[bugfix incl.] Solaris Debuggers Panic OS with "Nonparity Synchronous Error"

Host environment

Operating system: Windows 11 Pro 23H2 (using MSYS2 Mingw64)
Architecture: x86_64
QEMU flavor: qemu-system-sparc
QEMU version: 8.2.92 (v9.0.0-rc2-27-gce64e6224a-dirty)

QEMU command line:

./qemu-system-sparc -M SS-5 -m 256 -drive file=D:/qemu-stuff/sunos-hdd2.img,bus=0,unit=0

Emulated/Virtualized environment

Operating system: Solaris 9
OS/kernel version: SunOS blade 5.9 Generic_118558-34 sun4m sparc SUNW,SPARCstation-5
Architecture: sparc

Description of problem

General use of a debugger (mdb, adb, gdb), such as single-stepping, causing a breakpoint to trigger, and/or simply running a program will cause a kernel panic of "Nonparity Synchronous Error" on many versions of Solaris / SunOS.

This a well reported issue.

Related Bugs

The problem stems from qemu's sparc softMMU. Specifically, how it resolves "alternate space" instructions for the UserText asi. I have come up with the solution and patch!

I now experience successful debugging sessions in Solaris using mdb, gdb, and adb on both static and dynamically linked executables.
The v1 patch below should also solve all of the related bugs on different Solaris and SunOS versions, since this is an MMU issue.
All tests from make test are passing testlog-partial.txt

Here's the successful fix v1.patch

diff --git a/target/sparc/translate.c b/target/sparc/translate.c
index 319934d9bd..543774714f 100644
--- a/target/sparc/translate.c
+++ b/target/sparc/translate.c
@@ -1159,6 +1159,7 @@ static DisasASI resolve_asi(DisasContext *dc, int asi, MemOp memop)
                || (asi == ASI_USERDATA
                    && (dc->def->features & CPU_FEATURE_CASA))) {
         switch (asi) {
+        case ASI_USERTXT:    /* User text access */
         case ASI_USERDATA:   /* User data access */
             mem_idx = MMU_USER_IDX;
             type = GET_ASI_DIRECT;

It took me quite a lot of research to come up with this.
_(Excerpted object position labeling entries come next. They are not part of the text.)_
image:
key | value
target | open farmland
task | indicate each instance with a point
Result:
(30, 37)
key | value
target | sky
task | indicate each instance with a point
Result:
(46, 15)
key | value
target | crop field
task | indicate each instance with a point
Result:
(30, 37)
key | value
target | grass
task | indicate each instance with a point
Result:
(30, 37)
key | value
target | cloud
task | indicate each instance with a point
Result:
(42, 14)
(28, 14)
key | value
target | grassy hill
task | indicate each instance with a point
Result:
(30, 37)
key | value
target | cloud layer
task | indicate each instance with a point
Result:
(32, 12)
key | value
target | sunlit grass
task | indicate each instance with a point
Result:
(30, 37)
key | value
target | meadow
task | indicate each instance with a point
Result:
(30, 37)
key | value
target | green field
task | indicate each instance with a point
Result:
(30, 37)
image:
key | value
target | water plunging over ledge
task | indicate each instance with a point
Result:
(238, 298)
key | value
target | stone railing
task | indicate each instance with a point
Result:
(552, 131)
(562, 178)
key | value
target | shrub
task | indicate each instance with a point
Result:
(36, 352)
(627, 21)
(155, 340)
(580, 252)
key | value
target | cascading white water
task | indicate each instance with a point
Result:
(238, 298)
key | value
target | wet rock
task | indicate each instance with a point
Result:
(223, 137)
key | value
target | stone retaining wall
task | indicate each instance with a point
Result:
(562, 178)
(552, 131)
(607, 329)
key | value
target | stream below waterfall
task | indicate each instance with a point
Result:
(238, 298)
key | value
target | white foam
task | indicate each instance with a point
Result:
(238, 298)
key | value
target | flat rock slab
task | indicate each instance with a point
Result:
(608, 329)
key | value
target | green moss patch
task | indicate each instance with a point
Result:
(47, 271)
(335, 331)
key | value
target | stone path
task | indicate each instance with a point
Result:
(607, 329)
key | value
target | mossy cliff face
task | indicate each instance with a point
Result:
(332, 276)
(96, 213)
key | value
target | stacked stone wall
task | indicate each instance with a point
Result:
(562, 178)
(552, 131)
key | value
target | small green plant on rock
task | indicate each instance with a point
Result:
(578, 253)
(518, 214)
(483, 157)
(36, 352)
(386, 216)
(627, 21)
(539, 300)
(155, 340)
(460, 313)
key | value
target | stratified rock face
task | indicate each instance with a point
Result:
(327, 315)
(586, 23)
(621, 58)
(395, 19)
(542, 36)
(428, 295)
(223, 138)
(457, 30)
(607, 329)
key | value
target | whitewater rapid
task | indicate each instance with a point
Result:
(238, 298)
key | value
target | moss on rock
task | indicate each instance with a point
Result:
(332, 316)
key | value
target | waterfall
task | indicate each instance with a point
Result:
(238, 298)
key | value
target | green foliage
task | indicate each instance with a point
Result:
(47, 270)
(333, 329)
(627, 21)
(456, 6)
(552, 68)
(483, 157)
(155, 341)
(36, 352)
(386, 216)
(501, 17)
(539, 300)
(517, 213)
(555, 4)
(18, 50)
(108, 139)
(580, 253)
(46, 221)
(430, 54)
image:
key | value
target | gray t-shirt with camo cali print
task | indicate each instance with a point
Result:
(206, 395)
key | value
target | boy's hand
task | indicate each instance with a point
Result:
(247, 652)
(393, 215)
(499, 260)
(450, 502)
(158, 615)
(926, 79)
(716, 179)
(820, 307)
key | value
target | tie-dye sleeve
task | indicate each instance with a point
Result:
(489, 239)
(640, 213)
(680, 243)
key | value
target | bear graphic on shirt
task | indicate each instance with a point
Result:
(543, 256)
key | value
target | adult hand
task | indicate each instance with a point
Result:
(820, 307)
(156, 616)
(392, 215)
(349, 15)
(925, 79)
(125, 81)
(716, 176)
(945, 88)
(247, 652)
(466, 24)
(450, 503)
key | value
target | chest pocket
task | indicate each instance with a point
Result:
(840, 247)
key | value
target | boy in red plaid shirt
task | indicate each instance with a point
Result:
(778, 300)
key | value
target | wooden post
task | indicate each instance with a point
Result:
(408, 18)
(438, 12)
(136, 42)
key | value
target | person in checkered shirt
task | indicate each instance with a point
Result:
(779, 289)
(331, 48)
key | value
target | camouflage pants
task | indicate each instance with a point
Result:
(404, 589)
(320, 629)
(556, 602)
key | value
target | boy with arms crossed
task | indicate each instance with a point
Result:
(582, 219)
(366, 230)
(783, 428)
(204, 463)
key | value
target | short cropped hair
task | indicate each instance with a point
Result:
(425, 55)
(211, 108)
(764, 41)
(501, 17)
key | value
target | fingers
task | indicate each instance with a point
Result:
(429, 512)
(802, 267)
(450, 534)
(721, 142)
Here is a summary of how I discovered this. It starts with an mdb session of the crash dump's backtrace.

> ::stack
vpanic(3, f0083cdc, 84, 10078, b14078, f0059a98)
small_sun4m_ebe_handler+0x50(10036, 10078, 9, fc085a2c, 1, 48010a1)
trap+0x67c(f62cadf0, fc085a2c, 10078, 10000, 0, 200)
fault+0x84(10078, fc085adc, 8, f0064dec, 0, 712f)
prdostep+0x94(f64d34e0, 1, fc085b6c, ffffffff, 0, f0275800)
post_syscall+0x528(fc085bdc, 3b, 0, 1, f64d34e0, 0)
syscall_trap+0x204(252ad, 39fe8, 39fa5, 39edd, 0, 3)

prdostep is called during single stepping and running of the program being debugged. We can see the exact instruction that caused the panic by inspecting, further up the callstack, the 2nd parameter passed to `trap`, the C-level trap handler. These are saved registers, notably the %pc.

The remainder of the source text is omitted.